Intertextualidad entre comensales

El día de hoy ha transcurrido bajo la sombra, arropadora, de Raymond Carver. Arropadora porque basta leer una página de este escritor para influenciarse de él pero inquietante, alargada, porque la escritora, colaboradora y viuda -segunda viuda- del autor, Tess Gallagher, impone una revisitación de sus textos originales.

De eso hemos hablado hoy -y de mil cosas más, claro- en Cultura pero hay interrogantes que se quedan en el aire. Durante el mediodía he estado leyendo Carver y yo, el libro de Tess Gallagher que acaba de llevar a las estanterías de las librerías Bartleby (una editorial que, por cierto, nos ha citado hoy en su web) y he empezado a comprender mejor qué era aquello de la intertextualidad, aludida en los últimos tiempos no como concepto de colaboración sino como coartada para el plagio.

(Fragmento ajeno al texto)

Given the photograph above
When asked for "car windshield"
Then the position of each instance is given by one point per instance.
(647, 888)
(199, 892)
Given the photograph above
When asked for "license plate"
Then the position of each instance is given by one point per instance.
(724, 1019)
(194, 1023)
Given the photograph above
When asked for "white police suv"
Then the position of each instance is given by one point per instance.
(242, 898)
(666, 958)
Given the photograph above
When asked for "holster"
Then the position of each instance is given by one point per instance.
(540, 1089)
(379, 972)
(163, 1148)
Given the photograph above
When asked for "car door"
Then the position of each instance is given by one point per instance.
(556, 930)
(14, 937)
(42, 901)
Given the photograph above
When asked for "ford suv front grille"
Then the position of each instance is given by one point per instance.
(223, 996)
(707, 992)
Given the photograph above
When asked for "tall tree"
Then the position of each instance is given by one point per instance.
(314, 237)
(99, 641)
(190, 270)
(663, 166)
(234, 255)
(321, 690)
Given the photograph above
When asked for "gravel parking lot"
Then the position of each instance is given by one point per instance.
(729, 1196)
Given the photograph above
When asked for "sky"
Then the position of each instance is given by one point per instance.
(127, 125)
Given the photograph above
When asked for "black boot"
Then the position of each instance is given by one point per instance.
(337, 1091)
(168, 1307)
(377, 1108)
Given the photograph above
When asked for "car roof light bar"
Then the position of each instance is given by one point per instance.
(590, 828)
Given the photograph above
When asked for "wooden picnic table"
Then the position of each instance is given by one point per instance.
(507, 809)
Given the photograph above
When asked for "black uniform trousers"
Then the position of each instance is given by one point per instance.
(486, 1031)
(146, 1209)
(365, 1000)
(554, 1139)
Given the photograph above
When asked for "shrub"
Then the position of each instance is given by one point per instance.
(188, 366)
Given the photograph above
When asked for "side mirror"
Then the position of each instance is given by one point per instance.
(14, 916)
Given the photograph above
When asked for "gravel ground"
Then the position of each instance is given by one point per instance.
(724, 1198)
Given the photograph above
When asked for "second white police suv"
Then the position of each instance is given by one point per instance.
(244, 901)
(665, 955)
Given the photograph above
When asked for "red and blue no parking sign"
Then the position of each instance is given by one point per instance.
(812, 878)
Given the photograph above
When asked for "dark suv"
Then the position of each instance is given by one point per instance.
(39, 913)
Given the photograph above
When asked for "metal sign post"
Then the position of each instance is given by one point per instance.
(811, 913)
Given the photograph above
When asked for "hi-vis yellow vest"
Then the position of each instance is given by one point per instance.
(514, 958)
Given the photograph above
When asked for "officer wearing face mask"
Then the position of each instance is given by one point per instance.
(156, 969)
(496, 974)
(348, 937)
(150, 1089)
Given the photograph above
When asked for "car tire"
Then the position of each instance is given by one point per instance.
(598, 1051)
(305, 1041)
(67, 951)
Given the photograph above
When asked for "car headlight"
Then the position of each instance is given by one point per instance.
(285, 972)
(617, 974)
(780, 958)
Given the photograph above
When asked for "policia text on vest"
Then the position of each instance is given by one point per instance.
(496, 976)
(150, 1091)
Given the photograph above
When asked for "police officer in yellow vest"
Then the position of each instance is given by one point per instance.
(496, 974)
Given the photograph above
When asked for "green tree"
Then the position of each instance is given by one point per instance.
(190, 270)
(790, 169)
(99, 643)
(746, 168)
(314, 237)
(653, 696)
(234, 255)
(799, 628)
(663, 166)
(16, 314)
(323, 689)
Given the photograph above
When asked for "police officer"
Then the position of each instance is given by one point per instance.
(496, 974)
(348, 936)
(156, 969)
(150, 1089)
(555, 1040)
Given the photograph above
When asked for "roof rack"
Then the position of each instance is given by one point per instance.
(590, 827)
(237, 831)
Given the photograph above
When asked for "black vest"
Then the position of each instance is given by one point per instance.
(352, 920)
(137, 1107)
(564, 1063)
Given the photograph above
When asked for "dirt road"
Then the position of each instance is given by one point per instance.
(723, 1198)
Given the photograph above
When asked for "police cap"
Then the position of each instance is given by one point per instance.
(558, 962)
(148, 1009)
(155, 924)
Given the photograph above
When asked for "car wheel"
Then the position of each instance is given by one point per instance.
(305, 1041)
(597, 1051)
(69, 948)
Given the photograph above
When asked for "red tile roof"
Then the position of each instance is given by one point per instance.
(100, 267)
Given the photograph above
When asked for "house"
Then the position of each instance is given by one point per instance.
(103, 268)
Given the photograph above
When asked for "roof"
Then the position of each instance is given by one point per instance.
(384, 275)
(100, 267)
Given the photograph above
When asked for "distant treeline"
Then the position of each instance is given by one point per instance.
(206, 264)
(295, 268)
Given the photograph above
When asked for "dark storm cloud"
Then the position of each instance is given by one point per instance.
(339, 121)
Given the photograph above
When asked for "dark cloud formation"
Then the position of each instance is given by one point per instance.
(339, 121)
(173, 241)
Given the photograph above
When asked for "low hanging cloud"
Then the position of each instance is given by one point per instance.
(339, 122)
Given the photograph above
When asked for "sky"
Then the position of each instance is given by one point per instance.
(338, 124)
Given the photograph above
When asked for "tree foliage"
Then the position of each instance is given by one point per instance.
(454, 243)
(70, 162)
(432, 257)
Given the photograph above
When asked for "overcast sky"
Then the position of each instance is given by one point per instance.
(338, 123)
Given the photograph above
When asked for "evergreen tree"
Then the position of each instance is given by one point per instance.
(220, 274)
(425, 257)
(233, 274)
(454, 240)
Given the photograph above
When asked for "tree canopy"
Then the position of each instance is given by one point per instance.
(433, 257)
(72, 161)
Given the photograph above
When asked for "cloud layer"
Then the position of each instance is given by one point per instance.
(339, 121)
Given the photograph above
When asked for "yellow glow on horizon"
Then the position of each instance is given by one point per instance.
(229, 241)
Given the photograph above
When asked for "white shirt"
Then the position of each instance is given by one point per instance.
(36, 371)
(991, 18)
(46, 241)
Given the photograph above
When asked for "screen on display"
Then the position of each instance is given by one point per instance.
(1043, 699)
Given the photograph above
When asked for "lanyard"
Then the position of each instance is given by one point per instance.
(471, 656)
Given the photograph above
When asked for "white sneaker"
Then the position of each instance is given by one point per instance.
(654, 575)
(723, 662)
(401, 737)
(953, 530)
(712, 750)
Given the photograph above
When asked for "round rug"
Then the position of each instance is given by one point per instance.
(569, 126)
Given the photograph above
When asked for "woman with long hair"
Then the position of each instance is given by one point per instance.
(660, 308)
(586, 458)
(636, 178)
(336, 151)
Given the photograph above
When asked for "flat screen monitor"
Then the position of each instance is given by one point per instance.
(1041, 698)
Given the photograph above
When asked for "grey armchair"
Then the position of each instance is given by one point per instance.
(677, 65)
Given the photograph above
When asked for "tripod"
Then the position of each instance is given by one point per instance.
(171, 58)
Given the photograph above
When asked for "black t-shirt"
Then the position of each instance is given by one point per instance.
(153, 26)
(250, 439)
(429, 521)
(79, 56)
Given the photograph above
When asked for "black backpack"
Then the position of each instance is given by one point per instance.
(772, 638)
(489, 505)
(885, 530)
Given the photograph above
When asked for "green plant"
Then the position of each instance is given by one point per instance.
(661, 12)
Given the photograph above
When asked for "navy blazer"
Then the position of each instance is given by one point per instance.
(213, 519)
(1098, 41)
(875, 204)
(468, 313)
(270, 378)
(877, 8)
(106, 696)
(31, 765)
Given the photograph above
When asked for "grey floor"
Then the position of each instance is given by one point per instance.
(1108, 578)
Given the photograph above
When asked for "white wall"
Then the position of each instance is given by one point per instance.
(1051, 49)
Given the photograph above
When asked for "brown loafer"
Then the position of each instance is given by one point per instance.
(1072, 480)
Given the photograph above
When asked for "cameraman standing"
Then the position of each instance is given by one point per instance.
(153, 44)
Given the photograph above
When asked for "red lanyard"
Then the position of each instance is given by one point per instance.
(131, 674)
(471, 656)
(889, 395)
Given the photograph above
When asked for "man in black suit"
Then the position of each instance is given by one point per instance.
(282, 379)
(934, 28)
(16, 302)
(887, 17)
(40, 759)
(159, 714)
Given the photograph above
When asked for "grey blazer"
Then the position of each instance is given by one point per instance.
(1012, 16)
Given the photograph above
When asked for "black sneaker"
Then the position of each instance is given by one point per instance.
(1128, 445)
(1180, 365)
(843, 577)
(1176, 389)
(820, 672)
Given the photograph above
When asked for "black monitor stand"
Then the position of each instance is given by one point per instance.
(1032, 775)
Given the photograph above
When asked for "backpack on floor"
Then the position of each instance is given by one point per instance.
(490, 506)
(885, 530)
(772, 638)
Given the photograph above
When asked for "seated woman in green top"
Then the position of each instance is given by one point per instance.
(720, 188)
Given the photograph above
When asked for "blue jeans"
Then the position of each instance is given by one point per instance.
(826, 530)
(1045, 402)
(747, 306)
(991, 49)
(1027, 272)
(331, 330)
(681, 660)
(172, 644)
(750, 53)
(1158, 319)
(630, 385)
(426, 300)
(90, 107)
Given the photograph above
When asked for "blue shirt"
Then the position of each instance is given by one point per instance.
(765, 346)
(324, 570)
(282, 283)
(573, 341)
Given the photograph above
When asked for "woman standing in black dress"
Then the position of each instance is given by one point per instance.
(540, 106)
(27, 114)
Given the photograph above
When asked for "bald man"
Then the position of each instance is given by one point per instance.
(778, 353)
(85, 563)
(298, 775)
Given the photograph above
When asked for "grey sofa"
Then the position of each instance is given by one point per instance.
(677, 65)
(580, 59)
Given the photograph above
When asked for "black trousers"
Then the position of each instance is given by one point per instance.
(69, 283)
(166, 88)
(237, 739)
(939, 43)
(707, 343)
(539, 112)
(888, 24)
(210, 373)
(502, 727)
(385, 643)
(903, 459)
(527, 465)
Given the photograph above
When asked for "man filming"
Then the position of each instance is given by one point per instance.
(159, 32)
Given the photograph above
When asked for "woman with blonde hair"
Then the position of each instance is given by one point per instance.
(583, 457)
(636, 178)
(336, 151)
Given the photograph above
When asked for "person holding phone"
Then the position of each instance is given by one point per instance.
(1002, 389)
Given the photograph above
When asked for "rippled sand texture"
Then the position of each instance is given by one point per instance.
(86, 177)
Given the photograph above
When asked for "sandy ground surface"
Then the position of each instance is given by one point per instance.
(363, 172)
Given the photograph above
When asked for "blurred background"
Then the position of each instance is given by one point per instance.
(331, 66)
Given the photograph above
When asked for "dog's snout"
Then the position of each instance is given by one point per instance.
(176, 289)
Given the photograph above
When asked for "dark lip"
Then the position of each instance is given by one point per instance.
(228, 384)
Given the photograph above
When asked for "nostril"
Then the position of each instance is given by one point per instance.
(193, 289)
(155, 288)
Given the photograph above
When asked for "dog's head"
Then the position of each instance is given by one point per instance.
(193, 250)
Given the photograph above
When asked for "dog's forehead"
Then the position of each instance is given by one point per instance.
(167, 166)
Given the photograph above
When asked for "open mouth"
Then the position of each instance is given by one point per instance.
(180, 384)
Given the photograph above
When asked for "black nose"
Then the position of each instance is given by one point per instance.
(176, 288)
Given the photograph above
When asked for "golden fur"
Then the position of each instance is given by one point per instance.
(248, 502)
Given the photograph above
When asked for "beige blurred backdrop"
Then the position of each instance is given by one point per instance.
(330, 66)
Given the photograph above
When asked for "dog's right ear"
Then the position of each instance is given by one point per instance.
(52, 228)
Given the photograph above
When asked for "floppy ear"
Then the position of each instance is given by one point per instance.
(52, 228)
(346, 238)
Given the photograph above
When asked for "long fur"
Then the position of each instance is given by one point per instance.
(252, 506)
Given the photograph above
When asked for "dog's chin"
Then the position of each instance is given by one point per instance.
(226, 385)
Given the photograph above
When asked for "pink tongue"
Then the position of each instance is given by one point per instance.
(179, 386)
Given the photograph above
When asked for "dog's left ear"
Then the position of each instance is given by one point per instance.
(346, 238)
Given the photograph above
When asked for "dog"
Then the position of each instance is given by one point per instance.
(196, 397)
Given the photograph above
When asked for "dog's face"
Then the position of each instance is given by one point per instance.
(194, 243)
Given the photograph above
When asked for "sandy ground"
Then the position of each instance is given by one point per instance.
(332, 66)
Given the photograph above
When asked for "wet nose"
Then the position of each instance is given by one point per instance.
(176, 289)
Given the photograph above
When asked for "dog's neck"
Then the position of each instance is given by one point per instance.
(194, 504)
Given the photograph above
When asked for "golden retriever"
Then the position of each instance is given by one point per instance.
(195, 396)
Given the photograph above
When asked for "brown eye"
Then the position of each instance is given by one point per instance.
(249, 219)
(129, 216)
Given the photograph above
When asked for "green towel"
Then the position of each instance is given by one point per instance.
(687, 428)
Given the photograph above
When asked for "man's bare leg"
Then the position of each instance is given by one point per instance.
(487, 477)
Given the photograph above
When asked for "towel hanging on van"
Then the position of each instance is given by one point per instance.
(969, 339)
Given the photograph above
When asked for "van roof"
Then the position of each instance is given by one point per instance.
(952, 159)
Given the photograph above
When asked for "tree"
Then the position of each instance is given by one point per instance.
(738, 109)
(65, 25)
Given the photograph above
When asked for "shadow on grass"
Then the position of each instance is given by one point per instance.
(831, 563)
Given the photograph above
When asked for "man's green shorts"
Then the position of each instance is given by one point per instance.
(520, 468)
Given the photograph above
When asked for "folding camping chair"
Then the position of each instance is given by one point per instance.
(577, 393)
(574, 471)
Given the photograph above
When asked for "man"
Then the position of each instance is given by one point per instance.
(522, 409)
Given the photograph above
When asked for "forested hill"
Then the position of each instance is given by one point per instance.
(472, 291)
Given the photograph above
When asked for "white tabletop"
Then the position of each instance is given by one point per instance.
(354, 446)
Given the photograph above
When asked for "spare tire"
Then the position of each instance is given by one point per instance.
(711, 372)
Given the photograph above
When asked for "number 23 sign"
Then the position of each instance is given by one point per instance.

«La literatura no es un circuito cerrado, es un universo de diálogos que se entrecruzan», escribe Gallagher en un texto recogido en este volumen.

La historia que hemos contado hoy tiene que ver con cómo un editor mejoró las brillantes ideas de un escritor al que supo pulir magistralmente; el propio autor admitió la mejoría pero se asustó de las consecuencias de esta simbiosis por miedo al qué dirán.

Carver, desde nuestra perspectiva, parece un escritor que no puede, debe ni quiere quedarse solo. Que necesita de un acompañante para ser mejor, para ser Carver.

La relación autor-editor no es una relación entre iguales. Y por eso Carver se avergonzó y la ocultó. No ocurrió así, en cambio, con el trabajo que desempeñó junto a Gallagher. Una relación amante-amante, escritor-escritor, esposos que conservaban sus casas respectivas para no perder independencia, que escribieron al alimón, que se corrigieron mutuamente, aunque, Tess no lo niega, el principal beneficiado de esta relación fue Carver, al igual que ocurriera en otros casos similares como el de Anaïs NinHenry Miller o Simone de BeavoirJean Paul Sartre.